Understanding the layers
Long ago, most of the voice recognition industry transitioned from local speech recognition engines housed in physical devices to a server-based approach that taps into the power of the cloud. The primary benefit was that far more computational horsepower is available in servers than what's available in a local device, especially if the device is to be small and portable. The biggest disadvantage to this approach is the need for constant connectivity, although this downside continues to become less prominent thanks to advances in cellular data technology like 3G and 4G.
Voice interactions primarily involve two layers to function: the speech recognition engine and the application software. The speech engine serves as the ears, translating sounds into input data, and is typically located in the server. The application software is like the brain, processing and interpreting that data into meaning, and is typically processed locally.

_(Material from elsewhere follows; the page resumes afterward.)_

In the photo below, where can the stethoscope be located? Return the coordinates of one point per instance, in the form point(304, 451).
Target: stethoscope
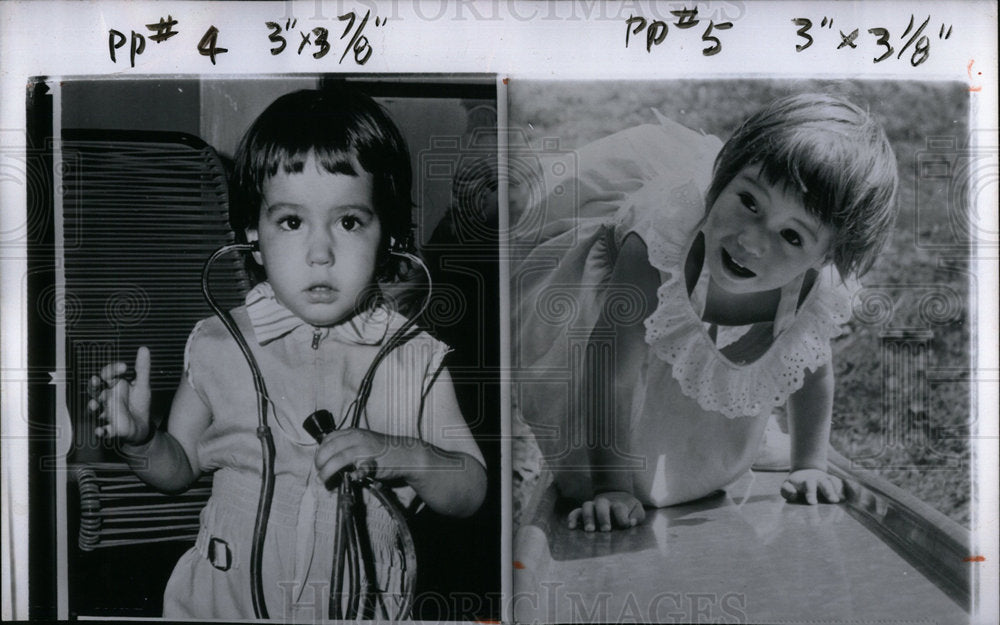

When consumers have poor interactions with voice recognition, like calling the bank or cable company, it's typically weaknesses in the application software layer (frequently built in-house by said bank or cable company) that leads to a poor experience. Many of these companies tap Nuance for the speech engine since it has the best third-party speech engine available to license, working in over 60 languages, but that's little good if the application software doesn't recognize all the different ways that a speaker can say "yes."
Buying the way to the top
Nuance is a serial acquirer, and scoops up companies at a breathtaking pace. The company has purchased over 50 companies since Paul Ricci became CEO in 2000. It's even been known to pummel rivals with intense competition and patent infringement lawsuits only to turn around and make an outlandish acquisition offer.
This presents some unique challenges when assessing Nuance's fundamentals, because in the pursuit of its highly acquisitive strategy, the company's ballooning goodwill and intangible asset carrying values represent impairment risks should acquisitions fail to generate revenue growth or cost-saving synergies. For example, goodwill and intangible assets totaled $3.65 billion last quarter, or 76% of total assets.
At the same time, Nuance has accumulated quite a bit of debt to finance these acquisitions over the years. Total long-term debt and capital leases (including the current portion due within the next 12 months) now stands at $1.41 billion. That's well above the $860 million it owed a year ago, and quarterly net interest expense has likewise increased from $8 million to $19.9 million since then. Nuance also recently announced that it plans on selling an additional $600 million in senior notes due 2020, further increasing its debt burden, to pursue more acquisitions.
Additionally, Nuance is continuously amortizing intangible assets, which puts a drag on reported net income and inflates traditional valuation multiples like price-to-earnings, making it appear more expensive relative to GAAP earnings. This is why investors should also factor in other metrics like enterprise value-to-EBITDA or enterprise value-to-free cash flow when evaluating Nuance.
These multiples have decreased since the beginning of the year, offering investors looking for an entry point a more attractive valuation.